Bad Berleburg - Es dämmert noch am frühen Morgen in Bad Berleburg, als plötzlich zwei schwere Gullydeckel die Frontscheibe einer Regionalbahn durchschlagen. Der Lokführer kann eine Notbremsung mit dem noch unbesetzten Zug vollziehen, sich selbst wegducken. Die 45 mal 45 Zentimeter messenden und mehr als 30 Kilogramm schweren Gullydeckel waren unter einer Brücke angebracht worden, baumelten in die Tiefe, krachten um 5.44 Uhr frontal in den Triebwagen der Hessischen Landesbahn. So schildert Staatsanwalt Fabian Glöckner den spektakulären Vorfall nahe Siegen vom 13. April 2019 vor dem Amtsgericht Bad Berleburg, wo der Prozess gegen den Lokführer begonnen hat.

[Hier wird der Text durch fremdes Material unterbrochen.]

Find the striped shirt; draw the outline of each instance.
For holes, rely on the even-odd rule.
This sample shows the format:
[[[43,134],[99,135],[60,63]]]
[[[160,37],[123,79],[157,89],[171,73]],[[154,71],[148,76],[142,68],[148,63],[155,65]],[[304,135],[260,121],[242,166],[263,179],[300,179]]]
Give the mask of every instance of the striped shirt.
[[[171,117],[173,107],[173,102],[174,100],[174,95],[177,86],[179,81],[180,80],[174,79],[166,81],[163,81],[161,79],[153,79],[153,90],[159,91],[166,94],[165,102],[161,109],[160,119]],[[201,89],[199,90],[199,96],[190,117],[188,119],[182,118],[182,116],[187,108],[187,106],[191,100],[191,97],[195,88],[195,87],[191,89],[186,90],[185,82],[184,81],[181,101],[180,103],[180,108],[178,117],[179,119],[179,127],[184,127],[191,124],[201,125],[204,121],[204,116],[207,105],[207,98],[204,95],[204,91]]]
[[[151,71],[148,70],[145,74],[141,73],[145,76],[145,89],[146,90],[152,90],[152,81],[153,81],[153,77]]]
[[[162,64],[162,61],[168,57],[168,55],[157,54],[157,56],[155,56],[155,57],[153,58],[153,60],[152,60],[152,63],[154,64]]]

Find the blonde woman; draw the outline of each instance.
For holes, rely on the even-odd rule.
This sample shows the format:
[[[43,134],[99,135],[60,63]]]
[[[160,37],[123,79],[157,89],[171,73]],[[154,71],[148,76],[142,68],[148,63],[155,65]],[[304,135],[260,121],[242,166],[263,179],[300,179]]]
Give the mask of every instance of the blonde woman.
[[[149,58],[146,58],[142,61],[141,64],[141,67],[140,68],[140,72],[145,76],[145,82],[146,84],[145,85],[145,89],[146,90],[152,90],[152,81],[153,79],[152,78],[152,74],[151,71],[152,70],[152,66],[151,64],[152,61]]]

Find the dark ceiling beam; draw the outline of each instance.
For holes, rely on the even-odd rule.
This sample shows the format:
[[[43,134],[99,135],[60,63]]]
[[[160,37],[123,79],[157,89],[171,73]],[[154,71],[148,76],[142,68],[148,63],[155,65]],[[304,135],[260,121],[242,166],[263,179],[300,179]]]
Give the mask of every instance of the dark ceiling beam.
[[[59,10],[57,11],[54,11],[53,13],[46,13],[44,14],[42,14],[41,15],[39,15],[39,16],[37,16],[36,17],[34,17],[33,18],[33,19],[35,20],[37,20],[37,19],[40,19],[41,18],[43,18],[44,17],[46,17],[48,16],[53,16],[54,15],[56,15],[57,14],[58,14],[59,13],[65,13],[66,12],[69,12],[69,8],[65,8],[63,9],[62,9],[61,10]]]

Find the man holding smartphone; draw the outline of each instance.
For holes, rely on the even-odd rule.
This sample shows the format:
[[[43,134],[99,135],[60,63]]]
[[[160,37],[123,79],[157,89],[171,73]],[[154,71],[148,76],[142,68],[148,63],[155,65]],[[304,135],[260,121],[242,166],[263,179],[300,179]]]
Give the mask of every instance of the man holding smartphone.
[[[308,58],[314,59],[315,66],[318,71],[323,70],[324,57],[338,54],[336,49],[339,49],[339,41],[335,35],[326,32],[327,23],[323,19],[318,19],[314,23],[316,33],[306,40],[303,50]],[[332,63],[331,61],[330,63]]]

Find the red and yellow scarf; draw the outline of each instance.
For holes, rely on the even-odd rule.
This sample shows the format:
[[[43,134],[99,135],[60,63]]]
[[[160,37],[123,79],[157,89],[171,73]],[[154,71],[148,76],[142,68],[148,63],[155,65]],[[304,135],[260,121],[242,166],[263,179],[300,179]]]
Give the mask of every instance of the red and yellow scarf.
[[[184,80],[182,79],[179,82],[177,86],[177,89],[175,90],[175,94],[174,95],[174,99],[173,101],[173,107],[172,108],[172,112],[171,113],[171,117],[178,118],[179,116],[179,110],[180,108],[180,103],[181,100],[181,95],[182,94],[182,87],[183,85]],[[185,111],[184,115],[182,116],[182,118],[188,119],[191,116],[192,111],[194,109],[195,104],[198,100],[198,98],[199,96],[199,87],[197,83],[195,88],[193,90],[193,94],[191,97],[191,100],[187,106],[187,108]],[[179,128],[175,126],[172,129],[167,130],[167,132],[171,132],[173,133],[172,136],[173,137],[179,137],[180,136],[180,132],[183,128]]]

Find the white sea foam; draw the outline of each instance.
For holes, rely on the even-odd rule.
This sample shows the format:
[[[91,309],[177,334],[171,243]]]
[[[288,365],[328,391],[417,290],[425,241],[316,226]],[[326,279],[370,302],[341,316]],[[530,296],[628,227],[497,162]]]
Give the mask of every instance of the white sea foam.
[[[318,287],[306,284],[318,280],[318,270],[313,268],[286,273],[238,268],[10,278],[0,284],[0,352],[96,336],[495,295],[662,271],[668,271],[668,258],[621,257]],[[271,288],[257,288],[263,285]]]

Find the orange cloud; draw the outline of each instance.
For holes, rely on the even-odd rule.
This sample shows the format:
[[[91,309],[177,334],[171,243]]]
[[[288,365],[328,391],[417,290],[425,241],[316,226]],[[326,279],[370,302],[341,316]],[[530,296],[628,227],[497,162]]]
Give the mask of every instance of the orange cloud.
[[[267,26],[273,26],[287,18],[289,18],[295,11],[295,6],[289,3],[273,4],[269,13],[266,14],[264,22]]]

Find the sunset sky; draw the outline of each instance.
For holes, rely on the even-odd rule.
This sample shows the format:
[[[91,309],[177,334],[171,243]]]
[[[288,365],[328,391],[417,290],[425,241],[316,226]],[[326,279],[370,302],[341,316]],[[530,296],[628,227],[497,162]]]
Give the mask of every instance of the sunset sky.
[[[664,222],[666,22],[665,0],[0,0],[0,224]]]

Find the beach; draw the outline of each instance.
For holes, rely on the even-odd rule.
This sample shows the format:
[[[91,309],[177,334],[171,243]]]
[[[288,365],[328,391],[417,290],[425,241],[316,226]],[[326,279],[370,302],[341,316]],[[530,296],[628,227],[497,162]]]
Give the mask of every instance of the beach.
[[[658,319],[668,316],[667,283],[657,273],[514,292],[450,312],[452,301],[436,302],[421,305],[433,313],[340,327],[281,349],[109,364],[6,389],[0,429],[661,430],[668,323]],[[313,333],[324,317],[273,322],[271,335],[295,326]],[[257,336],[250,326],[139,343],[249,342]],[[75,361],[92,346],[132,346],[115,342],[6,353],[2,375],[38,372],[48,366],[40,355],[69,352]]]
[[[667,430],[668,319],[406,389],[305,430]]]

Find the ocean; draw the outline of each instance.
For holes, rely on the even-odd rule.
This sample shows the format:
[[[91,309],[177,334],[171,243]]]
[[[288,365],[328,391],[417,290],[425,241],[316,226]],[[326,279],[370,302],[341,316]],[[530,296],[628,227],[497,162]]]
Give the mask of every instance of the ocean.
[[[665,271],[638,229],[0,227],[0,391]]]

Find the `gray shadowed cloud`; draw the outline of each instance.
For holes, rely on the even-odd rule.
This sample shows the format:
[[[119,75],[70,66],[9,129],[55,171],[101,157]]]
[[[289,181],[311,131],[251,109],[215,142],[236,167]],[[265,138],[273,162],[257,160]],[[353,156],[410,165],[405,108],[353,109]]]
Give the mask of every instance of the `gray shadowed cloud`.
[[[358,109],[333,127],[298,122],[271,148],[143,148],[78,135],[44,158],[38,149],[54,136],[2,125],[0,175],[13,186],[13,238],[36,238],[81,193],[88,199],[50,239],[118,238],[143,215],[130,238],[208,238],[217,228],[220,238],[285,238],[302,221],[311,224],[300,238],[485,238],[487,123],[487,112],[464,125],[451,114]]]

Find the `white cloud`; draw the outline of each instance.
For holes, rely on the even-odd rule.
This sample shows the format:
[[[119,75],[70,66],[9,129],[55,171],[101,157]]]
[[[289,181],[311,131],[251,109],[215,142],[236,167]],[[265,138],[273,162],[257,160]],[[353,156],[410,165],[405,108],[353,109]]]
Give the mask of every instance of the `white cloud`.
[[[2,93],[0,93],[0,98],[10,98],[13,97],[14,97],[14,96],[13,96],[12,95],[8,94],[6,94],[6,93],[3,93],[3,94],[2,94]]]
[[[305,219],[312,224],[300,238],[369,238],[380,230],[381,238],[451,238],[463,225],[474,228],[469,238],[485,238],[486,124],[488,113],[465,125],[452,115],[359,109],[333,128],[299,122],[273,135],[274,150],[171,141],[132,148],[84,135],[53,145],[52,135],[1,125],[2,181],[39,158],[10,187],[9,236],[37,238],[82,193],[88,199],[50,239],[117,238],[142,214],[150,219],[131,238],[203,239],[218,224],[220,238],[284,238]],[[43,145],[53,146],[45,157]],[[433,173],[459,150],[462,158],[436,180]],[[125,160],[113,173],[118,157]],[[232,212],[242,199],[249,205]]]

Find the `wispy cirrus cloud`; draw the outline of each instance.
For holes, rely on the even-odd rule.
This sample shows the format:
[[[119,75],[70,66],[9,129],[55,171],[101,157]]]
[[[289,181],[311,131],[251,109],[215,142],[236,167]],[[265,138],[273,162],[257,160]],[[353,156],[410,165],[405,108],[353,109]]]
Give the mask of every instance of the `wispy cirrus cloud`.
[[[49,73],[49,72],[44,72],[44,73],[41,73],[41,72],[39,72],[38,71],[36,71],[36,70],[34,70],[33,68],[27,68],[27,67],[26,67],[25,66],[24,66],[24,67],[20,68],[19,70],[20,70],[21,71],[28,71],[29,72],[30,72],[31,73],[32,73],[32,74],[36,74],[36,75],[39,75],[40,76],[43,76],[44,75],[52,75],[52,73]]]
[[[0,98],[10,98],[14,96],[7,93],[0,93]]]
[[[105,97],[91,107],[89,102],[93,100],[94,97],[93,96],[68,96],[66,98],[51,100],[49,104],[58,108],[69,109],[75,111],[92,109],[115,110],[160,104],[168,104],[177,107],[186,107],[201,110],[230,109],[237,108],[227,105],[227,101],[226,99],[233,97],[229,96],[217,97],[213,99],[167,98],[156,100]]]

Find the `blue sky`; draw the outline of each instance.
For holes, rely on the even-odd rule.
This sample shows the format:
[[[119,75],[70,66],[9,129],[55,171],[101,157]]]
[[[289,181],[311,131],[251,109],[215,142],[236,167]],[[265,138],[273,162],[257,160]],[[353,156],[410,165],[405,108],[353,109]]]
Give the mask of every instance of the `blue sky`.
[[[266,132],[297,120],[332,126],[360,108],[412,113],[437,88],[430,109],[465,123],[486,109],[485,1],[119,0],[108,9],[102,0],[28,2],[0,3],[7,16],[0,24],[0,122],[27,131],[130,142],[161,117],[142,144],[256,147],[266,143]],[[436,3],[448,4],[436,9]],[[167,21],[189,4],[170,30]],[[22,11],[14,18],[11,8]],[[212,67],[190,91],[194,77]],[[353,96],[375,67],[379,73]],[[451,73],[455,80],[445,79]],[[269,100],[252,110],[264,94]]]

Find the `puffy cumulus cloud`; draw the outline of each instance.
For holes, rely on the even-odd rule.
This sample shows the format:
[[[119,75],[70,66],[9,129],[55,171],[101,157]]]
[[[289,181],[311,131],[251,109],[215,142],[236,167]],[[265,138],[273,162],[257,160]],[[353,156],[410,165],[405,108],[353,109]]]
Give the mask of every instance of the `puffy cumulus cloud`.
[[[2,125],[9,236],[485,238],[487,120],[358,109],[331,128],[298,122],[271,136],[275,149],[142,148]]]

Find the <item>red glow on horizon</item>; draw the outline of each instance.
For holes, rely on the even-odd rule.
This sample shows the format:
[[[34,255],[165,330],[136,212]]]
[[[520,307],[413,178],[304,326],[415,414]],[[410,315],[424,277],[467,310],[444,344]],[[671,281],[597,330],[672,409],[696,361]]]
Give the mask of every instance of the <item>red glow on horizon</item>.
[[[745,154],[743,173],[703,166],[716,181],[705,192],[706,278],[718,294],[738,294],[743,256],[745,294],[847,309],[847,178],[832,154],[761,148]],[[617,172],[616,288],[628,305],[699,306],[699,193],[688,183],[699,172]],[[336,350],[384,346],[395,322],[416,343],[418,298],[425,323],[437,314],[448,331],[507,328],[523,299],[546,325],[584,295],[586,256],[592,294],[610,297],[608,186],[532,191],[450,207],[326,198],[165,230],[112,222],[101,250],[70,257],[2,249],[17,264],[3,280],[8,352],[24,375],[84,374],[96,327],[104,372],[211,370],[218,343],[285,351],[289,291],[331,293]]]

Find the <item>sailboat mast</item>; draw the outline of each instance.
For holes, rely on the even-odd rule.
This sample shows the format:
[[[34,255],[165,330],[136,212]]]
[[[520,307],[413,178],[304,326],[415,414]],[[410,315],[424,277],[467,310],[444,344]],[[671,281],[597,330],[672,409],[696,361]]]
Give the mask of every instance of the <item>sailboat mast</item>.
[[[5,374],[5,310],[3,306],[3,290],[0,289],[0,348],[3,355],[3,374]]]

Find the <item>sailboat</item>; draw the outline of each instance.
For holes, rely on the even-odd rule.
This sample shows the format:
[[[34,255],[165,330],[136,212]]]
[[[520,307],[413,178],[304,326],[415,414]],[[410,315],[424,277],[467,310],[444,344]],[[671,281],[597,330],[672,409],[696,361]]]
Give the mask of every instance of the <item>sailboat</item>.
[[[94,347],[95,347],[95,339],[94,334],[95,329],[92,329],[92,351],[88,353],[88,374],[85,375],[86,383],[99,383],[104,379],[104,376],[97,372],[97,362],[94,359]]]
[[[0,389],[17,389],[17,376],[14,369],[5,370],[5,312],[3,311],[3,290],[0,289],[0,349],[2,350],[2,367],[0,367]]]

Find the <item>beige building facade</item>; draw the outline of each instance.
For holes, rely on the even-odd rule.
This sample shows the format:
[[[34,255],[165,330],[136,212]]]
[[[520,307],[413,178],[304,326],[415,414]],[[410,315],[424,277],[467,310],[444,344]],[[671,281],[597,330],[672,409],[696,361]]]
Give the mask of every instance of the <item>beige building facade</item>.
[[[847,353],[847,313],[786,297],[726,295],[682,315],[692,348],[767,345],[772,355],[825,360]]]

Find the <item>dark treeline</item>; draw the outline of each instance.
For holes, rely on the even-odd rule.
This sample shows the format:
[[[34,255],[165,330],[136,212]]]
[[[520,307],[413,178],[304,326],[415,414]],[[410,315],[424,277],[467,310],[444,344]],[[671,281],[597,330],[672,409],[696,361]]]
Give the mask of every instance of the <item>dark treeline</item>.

Die Anklage sagt: Der unverletzt gebliebene Lokführer war nicht Opfer, sondern Täter, hat alles inszeniert. „Aus nicht bekannter Motivlage heraus“, trägt Glöckner vor. Der Fall hatte bundesweit Aufsehen erregt. Auch, weil die Ermittler zunächst eine Amoklage nicht ausschlossen, man dann von einem Mordanschlag ausging – bevor der Verdacht auf den Lokführer fiel.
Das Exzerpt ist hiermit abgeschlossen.